12:15 PM - 12:30 PM
[BPT23-13] Reconstruction of 3.2Ga seafloor: Carbon and Sulfur isotopic analysis for DXCL drill cores of Pilbara, Western Australia
Keywords:Archean, sulfur isotope, carbon isotope, sulfate reducing bacteria, NanoSIMS
In this study, we measured carbon and sulfur content (Corg, TS) and isotopic ratio (δ13Corg, δ13Ccarb, δ34S) of CL3. Then we compiled them with previous works for DX to CL2 (Sakamoto, MS2010; Kobayashi et al., 2012; Teraji, MS2013). In addition, for DX core showing wide range of δ34S, we tried microrange analysis for pyrite grains using Secondary Ion Mass Spectrometry (NanoSIMS 50L).
The Cleaverville formation consists of the Black Shale (CL1, 2 and lower CL3) and the BIF (Banded Iron Formation; upper CL3) members. In the BIF member, iron carbonate (siderite: FeCO3) and oxide (Hematite: Fe2O3; Magnetite: Fe3O4) alternate with chert predominantly in lower part and upper part, respectively. The DX core represents Dixon Island formation and is composed of alternation of black shale and gray chert with pyrite layer.
In microscopic observation in pyrite, we can find layers of microscale spherical shell pyrite of 10μm in diameter and 2μm in shell thickness. Their morphology and occurrence compared with euhedral ones imply that they have formed in the early stage of diagenesis.
For carbon analysis, we analyzed Corg, δ13Corg and δ13Ccarb. δ13Corg showed a constant value of -30±1‰ in the Black Shale member. On the other hand, δ13Ccarb indicated a value of -10 ‰ in the BIF member which showed very low Corg value.
We also performed sulfur analysis. For powder samples, we measured δ34S and TS for SO2 gas after combustion. δ34S of the Black Shale member revealed to have a wide range of 0〜+20‰ while that of the BIF member showed small range of +5〜+10‰. In terms of microscale spherical pyrites in DX, we performed δ34S mapping in the scale of 10x10μm. As a result, we found microscale δ34S heterogeneity of +5〜+10‰ in microscale spherical shell pyrites.

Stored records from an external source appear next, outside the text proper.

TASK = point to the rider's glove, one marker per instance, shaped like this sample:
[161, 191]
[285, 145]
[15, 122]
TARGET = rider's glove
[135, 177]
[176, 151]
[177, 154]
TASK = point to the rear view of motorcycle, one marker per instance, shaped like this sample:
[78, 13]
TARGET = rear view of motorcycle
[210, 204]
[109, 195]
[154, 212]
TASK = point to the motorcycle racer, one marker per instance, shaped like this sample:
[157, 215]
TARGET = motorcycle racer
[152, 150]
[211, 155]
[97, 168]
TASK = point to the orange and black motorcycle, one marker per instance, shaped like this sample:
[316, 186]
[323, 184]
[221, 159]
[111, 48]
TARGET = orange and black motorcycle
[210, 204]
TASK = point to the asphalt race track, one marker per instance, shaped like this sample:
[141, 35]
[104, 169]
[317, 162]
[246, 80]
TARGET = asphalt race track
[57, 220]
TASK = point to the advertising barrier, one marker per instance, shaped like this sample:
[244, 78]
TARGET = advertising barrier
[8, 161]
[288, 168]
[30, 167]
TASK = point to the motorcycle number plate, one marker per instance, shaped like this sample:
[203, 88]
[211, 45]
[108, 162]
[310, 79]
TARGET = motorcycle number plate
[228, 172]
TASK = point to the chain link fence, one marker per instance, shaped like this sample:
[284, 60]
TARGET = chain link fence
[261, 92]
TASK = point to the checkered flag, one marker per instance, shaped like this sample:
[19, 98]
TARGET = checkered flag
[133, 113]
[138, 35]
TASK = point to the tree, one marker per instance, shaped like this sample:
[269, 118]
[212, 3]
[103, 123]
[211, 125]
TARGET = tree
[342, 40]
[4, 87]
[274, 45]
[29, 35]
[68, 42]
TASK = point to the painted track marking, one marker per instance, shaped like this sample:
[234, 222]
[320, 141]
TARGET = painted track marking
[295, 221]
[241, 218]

δ13Corg value of -30‰ in black shale corresponds with the range of that of photosynthetic bacteria such as cyanobacteria (-31〜-18‰) and Chromatiaceae spp(one kind of purple sulfur bacteria; -36〜-26‰), and methane-related bacteria(-41〜-5‰<) (Schidlowski, 1987). Regular fine parallel-laminations in organic-rich sediment indicates that organic matter is precipitated remains of bacteria. It can be considered that photosynthesis was probably active at that time and the same kind of remains of bacteria had continued to deposit.
δ13Ccarb of BIF(-15〜-5‰) accorded with that of siderite(-15〜-0.5‰) from anaerobic respiration by iron reducing bacteria (Fischer et al., 2009). This bacteria obtains energy by means of reduction of Fe3+ (e.g., iron hydroxide) into Fe2+ while decomposing organic matter. Therefore, iron hydroxide which is essential to life of iron reducing bacteria needs to have deposited at first. Although the main cause of forming of iron hydroxide is not clear, there are possibilities that surface water was weekly oxic or anoxygenic photosynthetic iron oxidizing bacteria was active.
Moreover, microscale δ34S heterogeneity indicates an activity of sulfate reducing bacteria. TS/Corg plot for black shale slightly implies euxinic water, so bacterial sulfate reduction may have been active in the water column. However, taking δ34S value (〜+20‰) higher than that of sulfate around 3.2Ga(+5.4‰, 3.3Ga: Strauss, 1993; +4.3‰, 3.0Ga: Hoering et al., 1989) into consideration, isotopic composition of sulfate could have been rich in 34S. Besides, sediments could have been so stagnant that the supply of sulfate was restricted and Rayleigh fractionation occurred.